I understand these are all the possible combinations:

Box 1: A B
Box 2: A C
Box 3: A D
Box 4: A E
Box 5: B C
Box 6: B D
Box 7: B E
Box 8: C D
Box 9: C E
Box 10: D E

But I don't get the mathematical interpretation of this.. 5! / (3! * 2!)

I don't get how the anagram can be "YYNNN"

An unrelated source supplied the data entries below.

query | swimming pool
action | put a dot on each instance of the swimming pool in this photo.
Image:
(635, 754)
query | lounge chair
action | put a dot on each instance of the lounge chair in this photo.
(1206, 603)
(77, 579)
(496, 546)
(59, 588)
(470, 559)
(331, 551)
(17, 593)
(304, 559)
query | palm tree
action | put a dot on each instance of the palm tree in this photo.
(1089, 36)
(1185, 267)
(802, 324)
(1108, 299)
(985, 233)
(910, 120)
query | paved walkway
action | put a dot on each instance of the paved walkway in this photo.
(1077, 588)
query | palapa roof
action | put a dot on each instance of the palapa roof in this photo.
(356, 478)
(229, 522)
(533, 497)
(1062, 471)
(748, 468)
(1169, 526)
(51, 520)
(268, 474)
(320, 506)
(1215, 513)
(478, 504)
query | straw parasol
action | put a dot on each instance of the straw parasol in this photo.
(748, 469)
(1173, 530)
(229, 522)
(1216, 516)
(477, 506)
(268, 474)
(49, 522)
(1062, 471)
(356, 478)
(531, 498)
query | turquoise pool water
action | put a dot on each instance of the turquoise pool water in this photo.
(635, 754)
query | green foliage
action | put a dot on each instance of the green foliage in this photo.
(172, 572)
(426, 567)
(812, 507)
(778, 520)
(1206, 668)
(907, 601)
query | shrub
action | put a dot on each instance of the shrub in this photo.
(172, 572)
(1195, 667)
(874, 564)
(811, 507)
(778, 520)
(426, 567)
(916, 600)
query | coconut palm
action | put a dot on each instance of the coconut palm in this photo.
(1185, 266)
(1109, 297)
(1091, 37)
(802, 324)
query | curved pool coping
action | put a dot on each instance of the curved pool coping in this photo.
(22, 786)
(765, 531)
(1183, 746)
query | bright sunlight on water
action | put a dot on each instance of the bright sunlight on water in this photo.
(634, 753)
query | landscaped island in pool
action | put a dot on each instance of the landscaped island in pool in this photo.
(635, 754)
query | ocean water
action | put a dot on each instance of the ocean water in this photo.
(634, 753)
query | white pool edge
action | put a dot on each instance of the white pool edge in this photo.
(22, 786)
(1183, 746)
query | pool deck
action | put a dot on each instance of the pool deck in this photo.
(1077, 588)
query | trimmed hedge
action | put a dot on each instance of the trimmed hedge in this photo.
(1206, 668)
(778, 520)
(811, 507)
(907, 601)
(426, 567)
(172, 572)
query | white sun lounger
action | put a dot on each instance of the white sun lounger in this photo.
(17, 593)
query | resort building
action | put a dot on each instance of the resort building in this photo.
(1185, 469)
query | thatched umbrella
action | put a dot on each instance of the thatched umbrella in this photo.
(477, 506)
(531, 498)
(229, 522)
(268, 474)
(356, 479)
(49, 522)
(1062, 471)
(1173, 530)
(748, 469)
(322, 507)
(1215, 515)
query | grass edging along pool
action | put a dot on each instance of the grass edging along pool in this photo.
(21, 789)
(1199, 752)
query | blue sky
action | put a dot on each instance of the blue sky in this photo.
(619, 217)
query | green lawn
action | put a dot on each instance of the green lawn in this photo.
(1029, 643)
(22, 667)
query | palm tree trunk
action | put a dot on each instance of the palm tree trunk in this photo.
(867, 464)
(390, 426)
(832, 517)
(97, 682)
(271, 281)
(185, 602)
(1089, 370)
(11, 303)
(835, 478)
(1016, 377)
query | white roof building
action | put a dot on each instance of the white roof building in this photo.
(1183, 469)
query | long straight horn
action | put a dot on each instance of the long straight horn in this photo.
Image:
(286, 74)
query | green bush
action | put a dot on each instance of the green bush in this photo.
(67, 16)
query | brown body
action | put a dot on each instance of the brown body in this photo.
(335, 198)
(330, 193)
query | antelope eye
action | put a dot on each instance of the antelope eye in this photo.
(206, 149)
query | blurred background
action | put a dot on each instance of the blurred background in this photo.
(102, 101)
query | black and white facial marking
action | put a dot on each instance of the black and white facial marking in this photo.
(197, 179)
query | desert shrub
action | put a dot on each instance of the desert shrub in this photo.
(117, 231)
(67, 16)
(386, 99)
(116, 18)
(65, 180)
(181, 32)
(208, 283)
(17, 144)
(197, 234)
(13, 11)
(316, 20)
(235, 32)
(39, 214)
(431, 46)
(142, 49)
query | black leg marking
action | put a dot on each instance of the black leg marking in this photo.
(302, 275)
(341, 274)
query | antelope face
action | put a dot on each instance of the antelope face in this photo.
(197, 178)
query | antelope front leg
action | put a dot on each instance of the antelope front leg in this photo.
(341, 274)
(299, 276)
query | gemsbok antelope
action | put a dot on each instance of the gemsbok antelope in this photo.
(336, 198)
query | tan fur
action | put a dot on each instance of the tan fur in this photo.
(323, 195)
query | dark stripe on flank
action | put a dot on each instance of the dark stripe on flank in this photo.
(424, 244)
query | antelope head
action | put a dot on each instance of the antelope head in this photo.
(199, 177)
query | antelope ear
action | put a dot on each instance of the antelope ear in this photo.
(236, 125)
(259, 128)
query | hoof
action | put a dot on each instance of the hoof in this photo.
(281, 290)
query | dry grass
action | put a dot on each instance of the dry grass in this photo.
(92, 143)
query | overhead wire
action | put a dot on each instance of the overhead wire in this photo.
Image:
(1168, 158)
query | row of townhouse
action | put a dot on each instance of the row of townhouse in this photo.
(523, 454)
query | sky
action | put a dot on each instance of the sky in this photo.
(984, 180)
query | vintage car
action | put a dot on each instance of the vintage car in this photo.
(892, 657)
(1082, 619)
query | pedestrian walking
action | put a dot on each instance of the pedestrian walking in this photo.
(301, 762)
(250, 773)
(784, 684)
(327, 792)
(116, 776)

You can think of it in 2 ways:
1. You have 5 different types of truffles. For each box, you have to select 2 different types of truffles. In how many ways can you do it?
5C2 = 5!/3!*2!
(When out of n things, you have to select r, you can do it in nCr ways. nCr = n!/r!*(n-r)!
For more on this, check out Combinatorics & Probability by Veritas Prep)
2. There are 5 truffles. You need to select 2 and not select the rest of the three. Y - select a truffle. N - Do not select it
So you can select 2 truffles in the number of ways in which you can arrange YYNNN.
YYNNN means you select the first 2 and leave the rest.
YNYNN means you select 1st and 3rd and leave the rest.
etc...
This can be done in 5!/2!*3!
You can arrange 5 things in 5! ways. But you have 2 Ys and 3 Ns so you divide by 2! and 3!.
(Again, for more on this, check out Combinatorics & Probability by Veritas Prep)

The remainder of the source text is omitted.